Frankreich
Hollande verspricht Milliarden-Steuersenkungen

Frankreich überschreitet schon seit Jahren die EU-Defizitgrenze, Brüssel drückte aber immer wieder ein Auge zu. Acht Monate vor der Präsidentschaftswahl verspricht die Regierung nun milliardenschwere Steuersenkungen.

ParisKnapp acht Monate vor der Präsidentschaftswahl in Frankreich hat die Regierung von Staatschef François Hollande Verbrauchern und Unternehmen milliardenschwere Steuersenkungen versprochen. Allein von einer Senkung der Einkommensteuer um eine Milliarde Euro würden fünf Millionen Steuerzahler profitieren, sagte der sozialistische Finanzminister Michel Sapin am Freitag der Nachrichtenagentur AFP. Die „Mittelklasse“ müsse ab dem kommenden Jahr 20 Prozent weniger Einkommensteuer zahlen - 200 Euro pro Familie.

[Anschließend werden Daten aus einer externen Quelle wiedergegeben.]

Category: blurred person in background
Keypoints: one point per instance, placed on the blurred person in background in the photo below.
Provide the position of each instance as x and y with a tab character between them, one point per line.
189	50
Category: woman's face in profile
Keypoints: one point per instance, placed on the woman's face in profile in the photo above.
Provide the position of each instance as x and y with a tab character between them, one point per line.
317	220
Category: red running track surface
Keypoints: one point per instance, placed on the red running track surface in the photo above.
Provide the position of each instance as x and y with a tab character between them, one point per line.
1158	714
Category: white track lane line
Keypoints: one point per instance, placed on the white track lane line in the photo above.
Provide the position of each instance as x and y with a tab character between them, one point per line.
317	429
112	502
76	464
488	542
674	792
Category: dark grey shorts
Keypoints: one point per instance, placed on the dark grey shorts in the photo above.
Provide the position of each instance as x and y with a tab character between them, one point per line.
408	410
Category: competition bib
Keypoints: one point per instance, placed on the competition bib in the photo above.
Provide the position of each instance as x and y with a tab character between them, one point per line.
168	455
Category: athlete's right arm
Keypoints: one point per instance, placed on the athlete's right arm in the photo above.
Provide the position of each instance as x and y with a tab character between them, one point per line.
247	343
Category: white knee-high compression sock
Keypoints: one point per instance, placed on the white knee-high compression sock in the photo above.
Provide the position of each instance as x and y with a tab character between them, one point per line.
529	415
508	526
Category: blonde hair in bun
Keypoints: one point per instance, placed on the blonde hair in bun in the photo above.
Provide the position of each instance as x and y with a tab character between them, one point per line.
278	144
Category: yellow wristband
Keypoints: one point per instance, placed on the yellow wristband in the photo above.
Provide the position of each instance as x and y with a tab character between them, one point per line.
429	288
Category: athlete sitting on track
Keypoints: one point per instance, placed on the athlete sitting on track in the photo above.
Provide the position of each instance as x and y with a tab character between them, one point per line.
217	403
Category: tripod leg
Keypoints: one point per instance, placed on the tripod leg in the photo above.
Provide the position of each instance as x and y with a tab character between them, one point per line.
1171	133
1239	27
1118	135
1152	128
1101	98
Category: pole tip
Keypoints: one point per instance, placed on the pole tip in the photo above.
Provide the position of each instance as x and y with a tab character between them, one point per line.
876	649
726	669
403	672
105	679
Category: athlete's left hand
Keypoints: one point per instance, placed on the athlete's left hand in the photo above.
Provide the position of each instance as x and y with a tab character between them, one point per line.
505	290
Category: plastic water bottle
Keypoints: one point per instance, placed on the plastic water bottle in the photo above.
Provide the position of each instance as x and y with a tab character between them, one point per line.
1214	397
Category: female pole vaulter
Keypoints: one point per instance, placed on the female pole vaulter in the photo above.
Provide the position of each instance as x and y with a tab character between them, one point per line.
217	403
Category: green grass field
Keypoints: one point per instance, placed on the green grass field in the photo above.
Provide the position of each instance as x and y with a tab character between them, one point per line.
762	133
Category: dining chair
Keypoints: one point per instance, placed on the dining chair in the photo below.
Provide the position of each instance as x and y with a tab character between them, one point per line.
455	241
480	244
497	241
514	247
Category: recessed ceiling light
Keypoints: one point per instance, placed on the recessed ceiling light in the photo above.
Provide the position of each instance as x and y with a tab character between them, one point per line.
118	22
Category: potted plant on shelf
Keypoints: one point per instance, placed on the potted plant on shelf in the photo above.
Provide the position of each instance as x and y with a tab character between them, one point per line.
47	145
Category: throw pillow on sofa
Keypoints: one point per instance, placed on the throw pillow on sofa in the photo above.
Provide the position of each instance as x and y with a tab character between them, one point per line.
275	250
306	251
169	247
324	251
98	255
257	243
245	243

Die Unternehmensteuer soll nach Angaben der Regierung bis 2020 schrittweise von derzeit 33 Prozent auf 28 Prozent gesenkt werden. Kleine und mittlere Unternehmen sollen bereits 2017 und 2018 weniger zahlen. Damit habe die Regierung seit 2014 Steuerentlastungen im Umfang von sechs Milliarden Euro beschlossen, sagte Sapin.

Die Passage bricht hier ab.